What is it like to be a bat? (1974) [pdf]

Overall view of the paper

  • Widely treated as a landmark in philosophy of mind; some call it seminal and memorable.
  • Others find it overrated or even harmful, arguing its core point could be compressed to a short paragraph.
  • Some criticize it as relying on ambiguities around “to be,” or on language in general, while defenders say it raises a genuinely hard problem, not a mere semantic quibble.

Subjective experience vs imagination

  • Central tension: science gives shareable descriptions; subjective experience (what-it’s-like) is not obviously shareable.
  • Multiple comments stress the gap between “imagining being a bat as a human” and “what it is like for a bat to be a bat.”
  • Empathy and imagination are seen as partial, human-centric simulations that you can “step out of,” unlike an organism’s native experience.

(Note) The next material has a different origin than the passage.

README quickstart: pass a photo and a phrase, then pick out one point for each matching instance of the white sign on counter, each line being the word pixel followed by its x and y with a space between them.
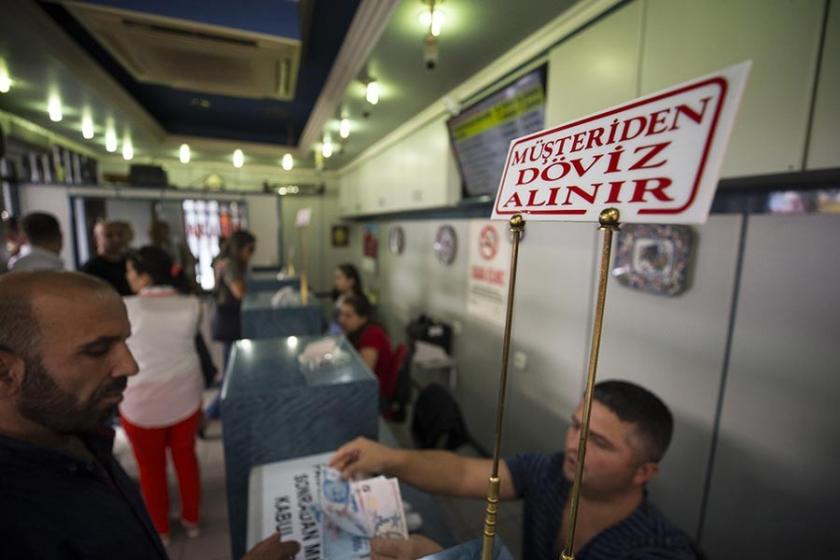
pixel 656 159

Animal consciousness & what-it’s-like

  • Debate over whether we can meaningfully ascribe subjective experience to bats, dogs, octopuses, etc.
  • Some think only humans (or at least not all animals) are “persons” with genuine first‑person perspectives; others see consciousness as widespread, possibly “all the way down.”
  • There is dispute over whether experience can exist without a “point of view” or subject. This remains unresolved in the thread.

Qualia, gestalt, and the Hard Problem

  • Many frame the discussion in terms of qualia: the irreducible feel of experiences (pain, color, sonar).
  • Others prefer “gestalt” for the overall integrated perspective of a system.
  • Strong emphasis that full objective description (brain states, functions) doesn’t seem to yield the subjective feel.

Scientific and computational analogies

  • Comparisons to human echolocation, sonar screens, embeddings, and predictive processing.
  • Some argue studying bat brains could reveal the structure of echolocation experience; others counter that this still misses the bat’s own subjectivity.
  • Several note that description vs execution/recursion is key: running the process “from inside” has a cost and context we cannot share.

AI/LLMs and consciousness

  • Multiple anecdotes about chatting with language models that “feel” spooky or self‑aware, but commenters note they are trained to deny sentience.
  • Some propose that current LLMs lack recurrent self‑models and attentional autonomy, so their “self‑talk” is only a simulacrum.
  • Others suggest future systems with unified self‑representation might have genuine what‑it’s‑like experiences, which would be hard to detect and raise moral concerns.

Metaphysical positions

  • Positions discussed include strict materialism, dualism, panpsychism, and language-based accounts of consciousness.
  • No consensus; several comments stress that we lack criteria or proof methods for deciding which systems truly have subjective experience.

Miscellaneous side topics

  • Speculation about bats sensing each other’s “views,” octopus minds, plant experience, and analogies like thermostats, trust‑fund kids, and radio‑frequency “souls.”
  • Some speculative ideas are criticized as pseudo‑scientific or unfalsifiable.